Tensorflow and Keras multithreading problem with h5imagegenerator

Hi,

I am trying to fit a model. I have around 10^7 64x64x1 uint8 images stored in hdf5 file. I am trying to multithread my way out of waiting for hours to finish one epoch, but I’ve encountered some problems that limit what optimizer I can or cannot use. This relates to me having to hack around to get fitting to work, but losing the optimizer state in the process.

My system is Windows 10, I run stuff on 1080Ti nVidia GPU, I use python 3.9.9, and TF 2.7.0. I use IDLE as my coding platform. I try to keep things mostly vanilla.

Firstly, I have my model that I build.

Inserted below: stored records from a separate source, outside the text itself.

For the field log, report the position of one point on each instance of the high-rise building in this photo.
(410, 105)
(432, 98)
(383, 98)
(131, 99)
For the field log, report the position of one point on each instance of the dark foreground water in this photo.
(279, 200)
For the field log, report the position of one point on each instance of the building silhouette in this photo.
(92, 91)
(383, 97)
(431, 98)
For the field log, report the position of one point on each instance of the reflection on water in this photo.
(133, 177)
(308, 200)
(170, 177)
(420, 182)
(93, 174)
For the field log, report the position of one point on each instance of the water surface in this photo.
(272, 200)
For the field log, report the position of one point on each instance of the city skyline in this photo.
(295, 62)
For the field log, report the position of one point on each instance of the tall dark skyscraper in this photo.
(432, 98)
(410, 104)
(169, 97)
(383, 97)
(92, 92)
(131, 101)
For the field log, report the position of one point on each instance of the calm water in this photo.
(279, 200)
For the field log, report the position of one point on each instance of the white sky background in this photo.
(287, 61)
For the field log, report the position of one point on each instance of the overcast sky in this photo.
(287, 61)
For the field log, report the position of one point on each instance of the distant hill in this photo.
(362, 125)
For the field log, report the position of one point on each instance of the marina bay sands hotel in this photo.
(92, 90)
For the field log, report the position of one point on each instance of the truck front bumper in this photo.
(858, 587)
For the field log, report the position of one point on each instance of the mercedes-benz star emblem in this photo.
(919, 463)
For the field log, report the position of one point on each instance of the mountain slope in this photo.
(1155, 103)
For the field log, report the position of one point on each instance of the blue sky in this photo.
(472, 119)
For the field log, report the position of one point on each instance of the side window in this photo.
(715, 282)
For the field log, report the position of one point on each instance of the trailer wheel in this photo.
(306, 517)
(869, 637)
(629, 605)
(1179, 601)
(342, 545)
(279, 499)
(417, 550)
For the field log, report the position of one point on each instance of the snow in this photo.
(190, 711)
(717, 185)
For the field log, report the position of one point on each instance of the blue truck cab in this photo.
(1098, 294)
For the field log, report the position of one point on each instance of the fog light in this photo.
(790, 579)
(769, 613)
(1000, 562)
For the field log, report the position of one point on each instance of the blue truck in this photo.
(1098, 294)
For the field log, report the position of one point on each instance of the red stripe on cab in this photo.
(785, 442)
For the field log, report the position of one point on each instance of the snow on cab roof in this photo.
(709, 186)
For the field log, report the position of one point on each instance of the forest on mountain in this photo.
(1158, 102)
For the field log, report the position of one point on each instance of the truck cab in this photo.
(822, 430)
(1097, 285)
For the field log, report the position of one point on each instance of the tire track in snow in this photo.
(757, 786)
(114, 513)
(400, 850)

For this I have a function, that creates a sequential model, and this is correct and bugfree, but there is no point in going to details of the model, as it is changing all the time. Some convolutional layers and some fully connected with all but last having activation of relu, and last softmax. This function is buildNNetModelBW()

I start the code with model creation:

model = buildNNetModelBW()
#opt = Adam(learning_rate=0.01)
opt = SGD(learning_rate=0.004, momentum=0.8, nesterov=True)
model.compile(loss = categorical_crossentropy,
              optimizer = opt,
              metrics =['categorical_crossentropy', 'accuracy'])

I’ve tried Adam and SGD, Adam doesn’t work, because I cannot fit more than one epoch, and SGD loses all momentum, but works normally as if all momentum options were disabled.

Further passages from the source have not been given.